CS46B Lab 13 - Trees

Copyright © Cay S. Horstmann 2012
This work is licensed under a Creative Commons Attribution-Noncommercial-Share Alike 3.0 United States License.

A. Binary Trees

Write down (using ASCII art) all possible binary tree shapes of trees with 1 node, 2 nodes, and 3 nodes. (There are 1, 2, and 5 shapes respectively).
Now consider a binary tree with n nodes. The root has children t1 and t2. Suppose t1 has k nodes. How many nodes does t2 have?
Now we want to write a recursive formula for the number S(n) of tree shapes with n nodes. For each k = 0 ... n - 1, there are S(k) x S(?) possibilities, since you can indepently choose the shape of the left and right subtree. So, S(n) = S(0) x S(?) + S(1) x S(?) + ... + S(?) x S(?). Fill in the ?.
You also need base cases for S(0) and S(1). What are they?
Using this formula, compute S(2) and S(3). What values does the formula give? Are they the same that you got in part 1?
Complete this program and have it compute S(10) and S(20). What do you get? (Run it from the command line as java Trees1 10 and java Trees1 20.)
Why does the computation of S(20) take so long?
What one-line bash command can give you all results S(1), (2), ..., S(20)? (Hint: seq—see Lab 9.)

B. Random Trees

Now we want to make a random tree with n nodes. That's simpler than you might think. Randomly pick a k < n for the number of nodes of the left subtree. Generate random trees of size k and n - 1 - k. Combine them to a complete tree.
Complete this program. (You need the BinaryTree class from Chapter 17 Section 2.)

What is the code of your randomTree method?
Now run the program. What happens? Why?
Yes, we could write a toString method, and we will do that presently. But first, let's look at the tree in the debugger. Set a breakpoint at the last line of main and run the program. Get out a sheet of paper. Inspect t. Keep expanding the left and right nodes. From the display, sketch the tree, like you did in Lab 7.
Hand the sketch to the lab instructor.
Is that tree a binary search tree? Why or why not?
Now let's write a toString method. Ideally, we might like something like
```
           6
         /   \
        3     2
       / \     \
      1   1     1
```
but that's pretty hard to do in general. Instead, let's have a one-dimensional representation, something of the form
```
left subtree data right subtree
```
Let's do that. Add a method
```
public String toString()
```
to the BinaryTree class. It must call a recursive method on the root node. Let's call it toString as well:
```
public static String toString(Node n)
```
That's where the actual work gets done. (Look at height as another example of how this is done.)

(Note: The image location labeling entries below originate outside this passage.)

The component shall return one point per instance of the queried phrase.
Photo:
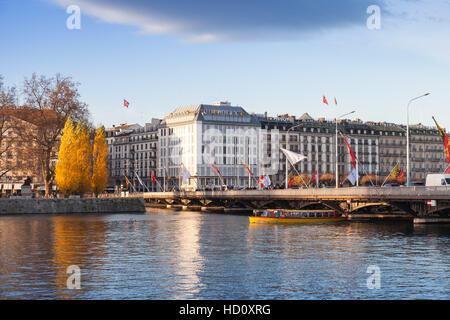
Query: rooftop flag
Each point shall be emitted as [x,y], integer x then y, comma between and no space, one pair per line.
[292,156]
[127,181]
[247,168]
[352,154]
[153,177]
[397,173]
[264,181]
[313,178]
[186,175]
[216,170]
[446,145]
[352,176]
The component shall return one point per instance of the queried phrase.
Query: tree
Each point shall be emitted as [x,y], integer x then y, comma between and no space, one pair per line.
[7,101]
[65,175]
[50,102]
[83,157]
[99,162]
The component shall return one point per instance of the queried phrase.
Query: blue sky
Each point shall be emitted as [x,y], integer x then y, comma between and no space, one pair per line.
[265,55]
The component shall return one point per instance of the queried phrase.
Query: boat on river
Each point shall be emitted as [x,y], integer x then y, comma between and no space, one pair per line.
[296,216]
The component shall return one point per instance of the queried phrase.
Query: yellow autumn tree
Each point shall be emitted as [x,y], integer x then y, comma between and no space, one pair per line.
[99,162]
[83,154]
[64,172]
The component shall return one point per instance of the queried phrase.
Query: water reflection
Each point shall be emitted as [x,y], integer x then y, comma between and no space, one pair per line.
[79,242]
[187,255]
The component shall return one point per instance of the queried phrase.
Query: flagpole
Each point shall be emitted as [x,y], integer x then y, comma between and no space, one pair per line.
[357,168]
[164,181]
[336,156]
[389,174]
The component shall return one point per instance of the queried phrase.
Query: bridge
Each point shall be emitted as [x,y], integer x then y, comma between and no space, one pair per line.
[411,201]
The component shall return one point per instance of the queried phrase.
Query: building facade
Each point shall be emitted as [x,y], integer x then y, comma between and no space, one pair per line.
[199,138]
[186,147]
[132,154]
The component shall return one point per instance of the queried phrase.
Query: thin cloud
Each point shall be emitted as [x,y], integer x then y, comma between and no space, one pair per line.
[223,20]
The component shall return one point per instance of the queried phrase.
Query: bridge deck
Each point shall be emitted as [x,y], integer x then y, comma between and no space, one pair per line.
[357,193]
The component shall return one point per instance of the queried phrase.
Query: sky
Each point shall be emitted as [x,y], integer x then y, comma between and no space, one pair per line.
[279,56]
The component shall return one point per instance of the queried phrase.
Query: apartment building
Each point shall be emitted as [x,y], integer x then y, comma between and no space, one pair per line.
[132,153]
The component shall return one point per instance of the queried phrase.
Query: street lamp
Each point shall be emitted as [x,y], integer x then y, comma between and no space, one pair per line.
[407,137]
[337,172]
[287,143]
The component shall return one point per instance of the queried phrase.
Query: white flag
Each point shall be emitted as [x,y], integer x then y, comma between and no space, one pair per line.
[264,181]
[352,177]
[267,181]
[292,156]
[186,175]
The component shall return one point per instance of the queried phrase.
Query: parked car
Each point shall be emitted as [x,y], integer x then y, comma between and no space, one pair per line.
[389,185]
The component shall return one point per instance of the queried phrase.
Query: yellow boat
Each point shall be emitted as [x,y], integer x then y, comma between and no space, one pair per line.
[296,216]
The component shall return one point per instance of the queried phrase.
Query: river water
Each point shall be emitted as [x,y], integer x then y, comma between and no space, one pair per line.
[190,255]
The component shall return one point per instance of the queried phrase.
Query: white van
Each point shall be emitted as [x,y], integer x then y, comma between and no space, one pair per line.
[437,180]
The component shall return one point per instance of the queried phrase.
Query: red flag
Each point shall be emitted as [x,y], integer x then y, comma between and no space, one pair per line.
[352,154]
[400,177]
[261,182]
[313,178]
[446,144]
[153,177]
[248,169]
[216,170]
[291,182]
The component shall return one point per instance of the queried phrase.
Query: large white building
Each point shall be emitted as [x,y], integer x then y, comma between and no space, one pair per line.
[201,136]
[191,140]
[133,154]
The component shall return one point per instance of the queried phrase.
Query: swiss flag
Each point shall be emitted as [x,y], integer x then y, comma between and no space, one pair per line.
[153,177]
[313,178]
[352,154]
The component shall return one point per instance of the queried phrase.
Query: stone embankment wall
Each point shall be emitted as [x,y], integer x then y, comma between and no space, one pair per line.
[67,206]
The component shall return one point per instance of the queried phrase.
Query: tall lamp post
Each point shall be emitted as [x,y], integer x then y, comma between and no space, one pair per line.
[337,172]
[287,148]
[407,137]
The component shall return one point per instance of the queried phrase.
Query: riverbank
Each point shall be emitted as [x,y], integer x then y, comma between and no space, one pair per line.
[69,206]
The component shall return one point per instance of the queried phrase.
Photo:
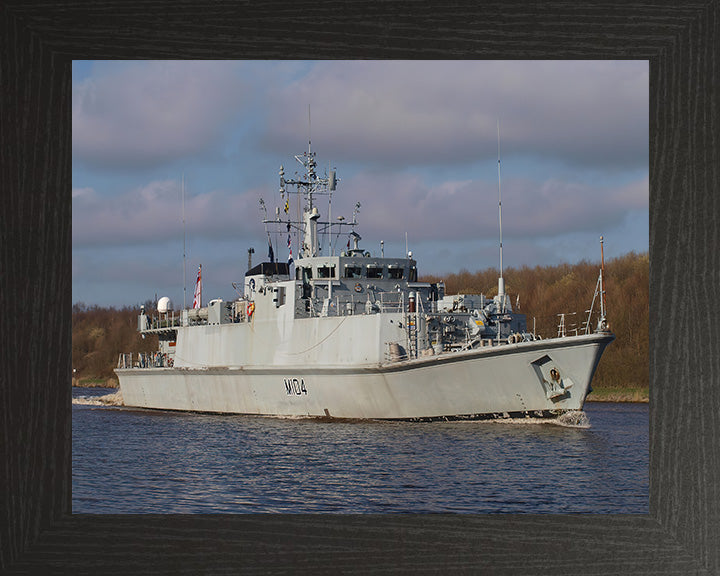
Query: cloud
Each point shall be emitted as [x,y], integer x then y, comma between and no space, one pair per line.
[398,113]
[141,115]
[152,214]
[453,210]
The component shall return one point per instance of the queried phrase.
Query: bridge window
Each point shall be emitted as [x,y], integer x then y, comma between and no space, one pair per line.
[326,271]
[353,272]
[374,272]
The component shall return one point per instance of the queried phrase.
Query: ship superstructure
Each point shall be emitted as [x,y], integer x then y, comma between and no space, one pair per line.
[354,335]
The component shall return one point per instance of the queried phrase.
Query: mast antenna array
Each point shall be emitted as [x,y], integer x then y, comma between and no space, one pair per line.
[501,281]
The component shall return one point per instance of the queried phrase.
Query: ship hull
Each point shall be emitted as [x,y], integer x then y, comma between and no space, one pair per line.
[542,378]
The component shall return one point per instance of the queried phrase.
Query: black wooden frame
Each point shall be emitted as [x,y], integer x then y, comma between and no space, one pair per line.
[38,534]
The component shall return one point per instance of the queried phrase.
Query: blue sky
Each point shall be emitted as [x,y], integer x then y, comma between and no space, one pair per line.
[414,141]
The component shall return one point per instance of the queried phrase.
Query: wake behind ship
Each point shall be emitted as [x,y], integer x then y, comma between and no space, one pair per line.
[356,335]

In the Node.toString method, return a string as described above, with the left, data, and right separated by spaces. If the node is null, return ".".

What is your code?
Now run the program again. What output do you get?
That's still disappointing. We see the data in the tree, but we don't see the shape. An easy fix is to put a pair of parentheses around the tree.
```
(left subtree data right subtree)
```
Do this. What is your output now?
Suppose your output had been
```
((. 2 (. 1 .)) 6 ((. 1 .) 3 (. 1 .)))
```
Draw the correspnding tree.
What would be the string representation of the tree in step 5?

C. All Trees

For debugging a tree algorithm, we want to run it on all possible tree shapes. It's easy enough to generate a list of all trees of size n. For each k, generate all trees of size k and of size n - 1 - k in lists l1 and l2. Then, for each tree t1 in l1 and for each tree t2 in l2, make a tree with children t1 and t2,
```
for (BinaryTree t1 : l1)
{
   for (BinaryTree t2 : l2)
   {
       BinaryTree t = new BinaryTree(n, t1, t2);
      ...
   }
}
```
Put each tree in a list l and return it.

Complete the allTrees method in this class. What is your code?
Print all trees of size 6. What is your output?
Modify your program to print only those of height 6. Which ones are they?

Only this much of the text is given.